Just a factual correction to the OP - coconut oil is probably most known for its high amounts of medium chain triglycerides, fats that have some nice metabolic properties. Or it is known for its high amounts of healthy saturated fats in general.

It contains very little polyunsaturated fat (omega-6s and omega-3s), of which virtually none is omega-3. This low PUFA content is part of what makes it such a great cooking fat - it is very stable, and most cooking oils are high in inflammatory omega-6 fats.
posted by Earl the Polliwog at 12:18 AM on July 25, 2011


This morning I decided to see if I could find anybody else talking about surfactants in cooking oil, and I found this on a page catering to commercial deep frying operations:

Enemies Of Oil

OIL AND WATER DON'T MIX, OR DO THEY?

...The key to frying is making sure the oil in the fryer and the water in the food don't mix.
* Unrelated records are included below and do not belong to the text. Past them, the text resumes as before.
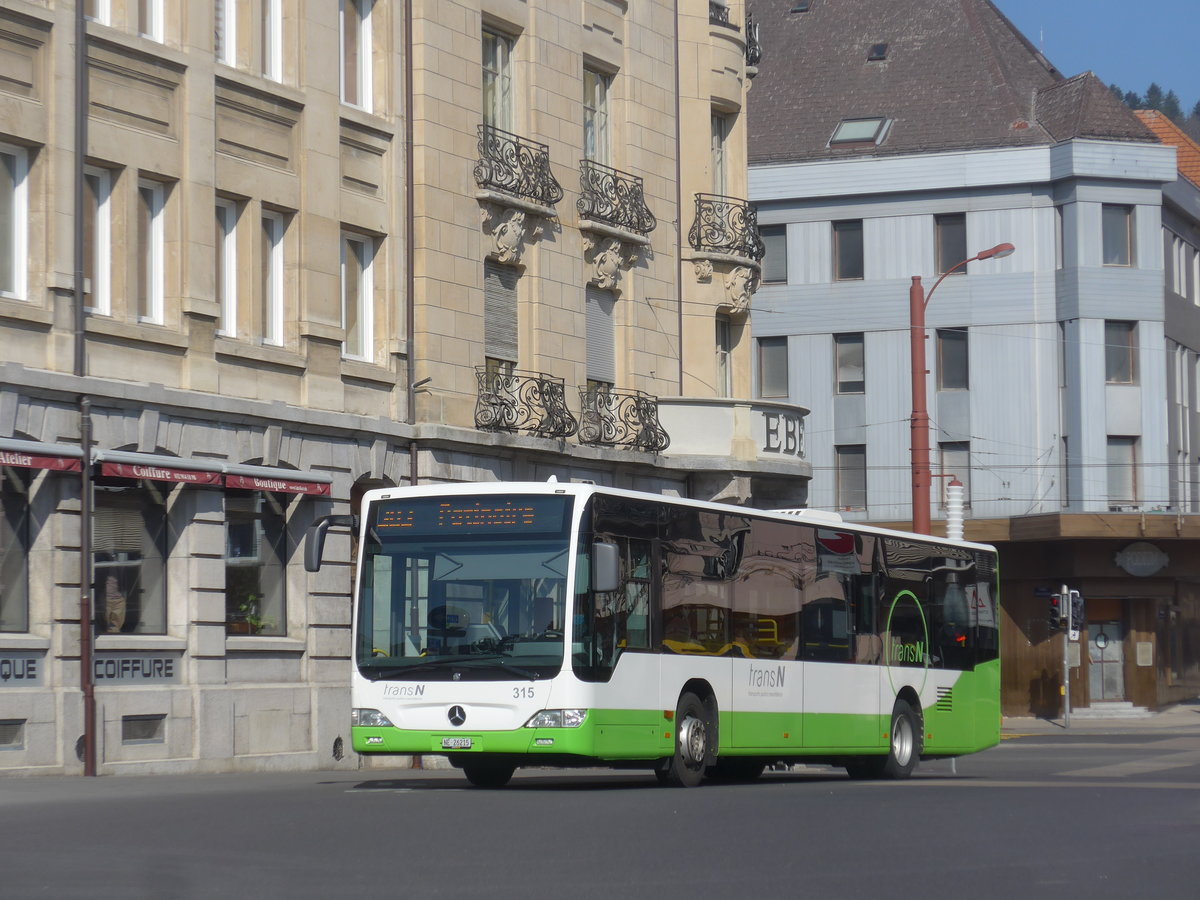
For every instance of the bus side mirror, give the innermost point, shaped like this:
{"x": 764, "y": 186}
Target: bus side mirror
{"x": 315, "y": 538}
{"x": 605, "y": 567}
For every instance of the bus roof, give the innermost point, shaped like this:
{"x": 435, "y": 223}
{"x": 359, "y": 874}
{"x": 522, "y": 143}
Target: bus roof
{"x": 585, "y": 490}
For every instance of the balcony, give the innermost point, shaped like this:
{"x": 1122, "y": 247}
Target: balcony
{"x": 615, "y": 418}
{"x": 615, "y": 198}
{"x": 719, "y": 15}
{"x": 515, "y": 166}
{"x": 726, "y": 226}
{"x": 522, "y": 401}
{"x": 754, "y": 48}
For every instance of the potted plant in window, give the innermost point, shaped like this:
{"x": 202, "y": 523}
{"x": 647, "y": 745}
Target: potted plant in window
{"x": 249, "y": 618}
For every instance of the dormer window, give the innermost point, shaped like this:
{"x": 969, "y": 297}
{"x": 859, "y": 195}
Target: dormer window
{"x": 859, "y": 131}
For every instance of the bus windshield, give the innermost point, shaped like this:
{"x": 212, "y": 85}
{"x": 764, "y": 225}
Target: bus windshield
{"x": 463, "y": 588}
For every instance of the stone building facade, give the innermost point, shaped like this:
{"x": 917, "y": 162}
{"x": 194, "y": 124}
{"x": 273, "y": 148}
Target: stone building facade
{"x": 299, "y": 250}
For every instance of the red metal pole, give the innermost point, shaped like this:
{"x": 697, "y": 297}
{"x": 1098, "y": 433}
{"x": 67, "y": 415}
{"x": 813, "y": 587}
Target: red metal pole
{"x": 919, "y": 412}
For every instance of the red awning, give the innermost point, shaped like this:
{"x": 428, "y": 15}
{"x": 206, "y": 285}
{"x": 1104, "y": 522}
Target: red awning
{"x": 33, "y": 455}
{"x": 281, "y": 485}
{"x": 160, "y": 473}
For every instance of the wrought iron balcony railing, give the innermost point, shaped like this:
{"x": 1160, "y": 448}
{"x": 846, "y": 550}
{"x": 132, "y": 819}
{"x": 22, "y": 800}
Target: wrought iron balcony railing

It is as if the outside of the food provides an invisible barrier separating the oil from the food. The stronger the barrier, the cleaner tasting the food.

But as oils breaks down, it, in fact, does start to mix with the water, because surfactants inevitably develop. Surfactants are materials that affect the surface relationship between the oil and the product causing a variety of problems: greasy food, burnt crusts, undercooking and taste transfer.

In essence, maintaining your oil is controlling the level of surfactants in it. The following items identify some of the primary causes of surfactants. And highlights many of the simple steps you can take to maintain peak shortening performance.


"The following" does go on to talk about splattering in the context of surfactant problems, but specifically associates it with aeration, which I, in my overweening arrogance, think they've got a little bit wrong.